Our tasting impressions
The color is quite dark. Here again, the tannins seem to be injecting some tartness. Despite that, the wine is lovely in a feminine sort of way. Looking forward to following its development for a couple of decades at least. Guillaume treated us to a magnificent 1959 that reaffirmed my prior opinion that Savigny-Lés-Beaune are among the best Burgundies for long-term cellaring.
About this wine
Les Hauts Jarrons is a 4.4 ha 1er cru Pinot Noir vineyard just below Autoroute A6. Guiton has a 1.73 ha southeast facing plot. The soil is limestone tinged with sand. The vines were planted in 1920 and 1971. Harvesting is by hand with yields of 38 hl/ha.

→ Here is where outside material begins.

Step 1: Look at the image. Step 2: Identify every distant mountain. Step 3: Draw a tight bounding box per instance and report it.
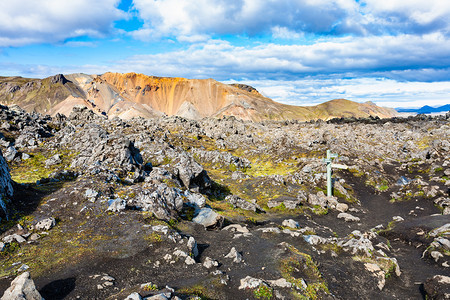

Fermentation takes 20 days with maceration (cold to start), including pigéage (punching down the cap). The wine ages in oak barrels (20% new) for 18 months. A light filtration is done before bottling if necessary. About 8,750 bottles are produced annually.
About the grape
Pinot Noir is an ancient grape from eastern France. Notoriously challenging, it thrives in cooler climates. The concept of terroir is most closely identified with Burgundy because the lightness of Pinot Noir enables it to so transparently express minor differences (which is why experienced tasters can discern the difference in wines produced from vineyards in very close proximity). Intense popularity resulted in plantings all over the world but most agree that its finest expression is in the Côte d’Or of Burgundy.
About the vintage
A very challenging vintage due to frost and hail. Production was sharply down, resulting in very concentrated wines.
On your table
I would like to try this with a breast of veal and a side of buckwheat groats. Serve at cellar temperature.
Guillaume Guiton is a fiercely dedicated and extraordinary vigneron and a super nice guy. In the grand scheme of Burgundy, his vineyards would be considered modest...his wines, we consider, anything but.
He has been running this 11.5 hectare Domaine since 2002. His father Jean started it in 1973. Very much a hybrid estate, Guillaume owns 4ha, rents the rest and even buys grapes in his pursuit of the best he can get. He produces about 50,000 bottles per year.
He is a devoted terroirista, who welcomes the opportunity not to intervene in what nature offers. His methods vary based on vintage circumstances but he usually de-stems his red grapes and mostly avoids fining and filtration.
Guillaume is an intense student of barrels. He raises many wines in a variety of barrels before blending, only uses them for 6 years and never employs more than 20% new oak.